September 1, 2010Client Alert

The Federal Circuit Holds That False Marking Plaintiff Has Standing to Sue in Stauffer v. Brooks Brothers

On August 31, 2010, the Federal Circuit held in Stauffer v. Brooks Brothers, that a false patent marking plaintiff who did not allege an injury in fact to himself nevertheless has standing to sue. The Federal Circuit reasoned that the false marking statute is a qui tam provision that allows individuals or so-called “relators” to stand in the government’s stead, and to bring the lawsuit to enforce the statute as a partial assignee of the governments’ claim. Even though a relator suffered no injury himself, the qui tam provision operates as a statutory assignment of the United States’ rights which confers standing to the relator to assert the injury in fact suffered by the assignor, in this case the United States. The Federal Circuit noted that by enacting section 292, Congress has defined false marking as leading to an injury in fact to the United States and “determined that such conduct is harmful and should be prohibited.” Thus, in order to have standing, a relator, such as Stauffer, must allege that the United States has suffered an injury in fact causally connected to the conduct of the defendant, such as Brooks Brothers, that is likely to be redressed by the court deciding the lawsuit.
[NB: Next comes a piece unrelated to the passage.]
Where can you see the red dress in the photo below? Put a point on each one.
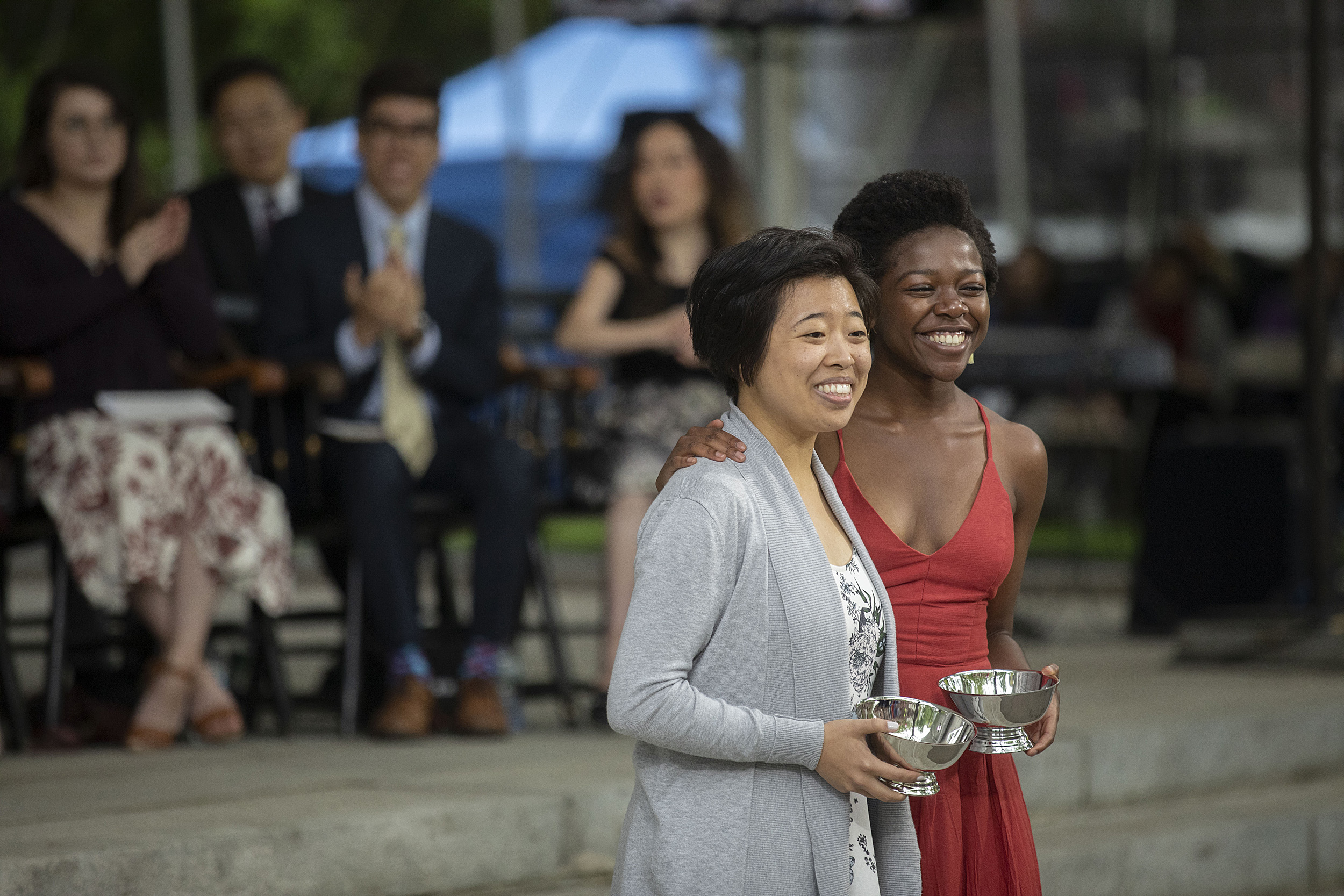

Notably, the Federal Circuit did not consider whether Brooks Brothers’ motion to dismiss the complaint pursuant to Federal Rule of Civil Procedure 12(b)(6) for failure to state a claim for relief because it does not allege an intent to deceive the public with sufficient specificity to meet the heightened pleading requirements for claims of fraud required by Rule 9(b), nor did it consider whether the false marking statute was unconstitutional for violation of Article III’s take care clause.